Maryland Stuffed Ham

- 4 ounces tender young spinach, trimmed of coarse stems, washed well, and patted dry on paper toweling
- 1 cup loosely packed curly parsley leaves
- ¼ cup loosely packed tender young watercress leaves
- 4 medium scallions, trimmed and chunked (include some green tops)
- ¼ teaspoon black pepper
- One 6-to 7-pound fully cooked, shank-end half ham
- 1½ cups dry white wine (for basting)
Instructions:
Before the food processor, the stuffing must have been tedious to prepare because there were so many ingredients to chop: spinach, parsley, watercress, scallions.
- Preheat the oven to 325° F.
- Finely chop the spinach in two batches by whizzing in a food processor for 10 seconds. As each batch is chopped, empty into a large bowl. Add the parsley, watercress, scallions, and pepper to the processor bowl and churn 10 to 12 seconds until finely chopped. Add to the spinach and toss well to combine.
- Cut away and discard any tough rind on the ham, then trim the outer covering of fat until it is no more then ¼ inch thick. Using a sharp paring knife, make deep X-shaped cuts over the surface of the ham (each prong of the X should be about 1½ inches long), spacing the Xs about 1½ inches apart.

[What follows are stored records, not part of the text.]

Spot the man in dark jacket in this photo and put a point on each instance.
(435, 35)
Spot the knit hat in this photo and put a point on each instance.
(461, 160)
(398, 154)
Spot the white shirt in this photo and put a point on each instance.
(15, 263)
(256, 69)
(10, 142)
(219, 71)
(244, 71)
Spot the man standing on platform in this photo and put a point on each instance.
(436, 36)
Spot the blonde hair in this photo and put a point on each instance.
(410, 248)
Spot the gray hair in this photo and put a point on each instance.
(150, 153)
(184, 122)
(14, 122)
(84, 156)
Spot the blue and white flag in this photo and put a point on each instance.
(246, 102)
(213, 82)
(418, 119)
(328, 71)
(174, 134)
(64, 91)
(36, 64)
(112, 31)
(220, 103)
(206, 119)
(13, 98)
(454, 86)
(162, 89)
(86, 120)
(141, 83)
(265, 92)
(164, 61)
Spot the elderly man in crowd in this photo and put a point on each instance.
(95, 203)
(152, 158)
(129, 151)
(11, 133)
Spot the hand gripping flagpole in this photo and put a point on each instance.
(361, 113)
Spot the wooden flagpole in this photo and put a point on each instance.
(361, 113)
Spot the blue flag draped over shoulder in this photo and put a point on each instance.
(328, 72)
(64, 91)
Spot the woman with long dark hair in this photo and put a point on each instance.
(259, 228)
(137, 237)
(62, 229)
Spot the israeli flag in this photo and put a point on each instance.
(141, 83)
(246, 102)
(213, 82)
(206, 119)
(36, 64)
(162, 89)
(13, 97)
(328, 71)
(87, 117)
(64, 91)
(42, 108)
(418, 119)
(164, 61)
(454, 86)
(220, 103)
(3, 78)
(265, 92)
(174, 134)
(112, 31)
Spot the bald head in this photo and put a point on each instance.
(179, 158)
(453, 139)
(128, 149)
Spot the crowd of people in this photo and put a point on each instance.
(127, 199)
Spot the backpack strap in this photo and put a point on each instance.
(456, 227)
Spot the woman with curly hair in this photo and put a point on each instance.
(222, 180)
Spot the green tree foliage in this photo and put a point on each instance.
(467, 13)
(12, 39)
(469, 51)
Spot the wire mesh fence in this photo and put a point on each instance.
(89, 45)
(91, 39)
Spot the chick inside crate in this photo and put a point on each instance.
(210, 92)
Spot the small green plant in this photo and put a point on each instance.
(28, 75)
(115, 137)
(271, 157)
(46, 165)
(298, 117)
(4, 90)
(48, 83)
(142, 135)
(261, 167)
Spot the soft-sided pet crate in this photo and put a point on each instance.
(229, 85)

- Set the ham on a counter covered with wax paper, then, using a teaspoon or your fingers, pack the spinach mixture firmly into each cut. This is messy business. Once the ham is completely stuffed, wipe its surface with dampened paper toweling to remove any spatters or spills of filling.
- Place the ham in an ungreased large shallow roasting pan and slide onto the middle oven shelf. Bake uncovered for 2½ hours or until lightly browned, basting every half hour with the wine.
- Remove the ham from the oven and let stand for 30 minutes before carving.